Efficient way of subsetting nested list conditionally in R

Question

I have a large set of large named nested lists. Names of first level are variable, while the second levels are named according to some rules (examples provided below).

An example of the correct list is given below (x).

x <- list(`first-group` = list(val = c(534L, 582L, 298L, 645L, 314L, 
237L, 418L, 348L, 363L, 133L, 493L, 721L, 722L, 210L, 467L, 474L, 
145L, 638L, 545L, 330L, 709L, 712L, 674L, 492L, 262L, 663L, 609L, 
142L, 428L, 254L), co = c(0L, 0L, 1L, 1L, 0L, 1L, 0L, 0L, 1L, 
1L, 0L, 0L, 1L, 0L, 0L, 0L, 0L, 1L, 0L, 0L, 0L, 0L, 1L, 1L, 0L, 
1L, 1L, 1L, 1L, 0L)), `second-group` = list(val = c(505L, 647L, 
88L, 208L, 801L, 258L, 423L, 83L, 565L, 62L, 118L, 804L, 458L, 
357L, 327L, 138L, 586L, 340L, 473L, 335L, 720L, 170L, 159L, 207L, 
113L, 532L, 526L, 529L, 760L, 116L, 712L, 134L, 214L, 697L, 100L, 
123L, 227L, 411L, 285L, 659L, 379L, 775L, 176L), co = c(0, 0, 
0, 0, 0, 0, 0, 0, 0, 0, 0, 0, 0, 0, 0, 0, 0, 0, 0, 0, 0, 0, 0, 
0, 0, 0, 0, 0, 0, 0, 0, 0, 0, 0, 0, 0, 0, 0, 0, 0, 0, 0, 0)), 
    `third-group` = list(val = c(713L, 721L, 683L, 526L, 699L, 
    555L, 563L, 672L, 619L, 603L, 588L, 533L, 622L, 724L, 616L, 
    644L, 730L, 716L, 660L, 663L, 611L, 669L, 644L, 664L, 679L, 
    514L, 579L, 525L, 533L, 541L, 530L, 564L, 584L, 673L, 592L, 
    726L, 548L, 563L, 727L, 646L, 708L, 557L, 586L, 592L, 693L, 
    620L, 548L, 705L, 510L, 677L, 539L, 603L, 726L, 525L, 597L, 
    563L, 712L), co = c(0, 0, 0, 0, 0, 0, 0, 0, 1, 1, 1, 1, 0, 
    0, 0, 0, 0, 0, 0, 0, 0, 0, 0, 0, 0, 0, 0, 0, 0, 0, 0, 0, 
    0, 0, 0, 0, 0, 0, 0, 0, 0, 0, 0, 0, 0, 0, 0, 0, 0, 0, 0, 
    0, 0, 0, 0, 0, 0)), `fourth-group` = list(val = c(142L, 317L, 
    286L, 174L, 656L, 299L, 676L, 206L, 645L, 755L, 514L, 424L, 
    719L, 741L, 711L, 552L, 550L, 372L, 551L, 520L, 650L, 503L, 
    667L, 162L, 644L, 595L, 322L, 247L), co = c(0L, 0L, 0L, 0L, 
    1L, 0L, 1L, 1L, 1L, 0L, 1L, 0L, 1L, 0L, 0L, 0L, 0L, 0L, 0L, 
    1L, 0L, 1L, 0L, 0L, 0L, 0L, 1L, 1L)))

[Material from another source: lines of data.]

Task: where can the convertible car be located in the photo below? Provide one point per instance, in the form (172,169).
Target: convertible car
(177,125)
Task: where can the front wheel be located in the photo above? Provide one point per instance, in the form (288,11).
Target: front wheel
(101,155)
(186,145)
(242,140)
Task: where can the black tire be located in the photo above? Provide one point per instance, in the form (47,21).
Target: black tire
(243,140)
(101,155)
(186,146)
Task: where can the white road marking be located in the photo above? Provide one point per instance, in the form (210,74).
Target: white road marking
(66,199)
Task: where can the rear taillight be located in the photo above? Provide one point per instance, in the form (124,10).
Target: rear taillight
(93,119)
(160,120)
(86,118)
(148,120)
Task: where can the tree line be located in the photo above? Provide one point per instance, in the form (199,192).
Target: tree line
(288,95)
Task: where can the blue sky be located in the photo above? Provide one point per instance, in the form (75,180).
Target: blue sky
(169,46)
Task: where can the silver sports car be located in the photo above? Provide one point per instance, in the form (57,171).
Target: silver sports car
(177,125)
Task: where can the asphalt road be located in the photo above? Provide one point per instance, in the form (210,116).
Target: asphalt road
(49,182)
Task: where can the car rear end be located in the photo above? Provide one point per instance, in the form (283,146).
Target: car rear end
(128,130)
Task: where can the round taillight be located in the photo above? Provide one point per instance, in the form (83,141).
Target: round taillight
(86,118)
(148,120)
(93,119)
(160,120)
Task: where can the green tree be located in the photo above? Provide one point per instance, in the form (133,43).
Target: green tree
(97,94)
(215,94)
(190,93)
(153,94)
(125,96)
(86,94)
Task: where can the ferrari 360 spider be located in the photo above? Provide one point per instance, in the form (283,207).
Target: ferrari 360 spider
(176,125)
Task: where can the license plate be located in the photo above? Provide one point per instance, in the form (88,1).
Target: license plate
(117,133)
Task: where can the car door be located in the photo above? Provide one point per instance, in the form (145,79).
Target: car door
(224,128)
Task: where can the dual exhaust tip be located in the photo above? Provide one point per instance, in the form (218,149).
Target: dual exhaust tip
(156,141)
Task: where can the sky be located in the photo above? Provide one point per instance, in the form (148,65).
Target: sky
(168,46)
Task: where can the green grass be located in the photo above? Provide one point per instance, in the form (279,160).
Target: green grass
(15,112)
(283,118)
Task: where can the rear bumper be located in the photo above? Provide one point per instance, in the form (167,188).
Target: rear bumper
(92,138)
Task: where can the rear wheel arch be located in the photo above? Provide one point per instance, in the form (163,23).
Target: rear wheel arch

Bespoke lists are produced from datasets which may contain some errors. Since the lists are large, it is hard to spot the errors. The structure of such an erroneous lists is preserved, although some variables are of wrong type (e.g. character or NA instead of numeric).

An example of wrong list is also given below (wrong_x).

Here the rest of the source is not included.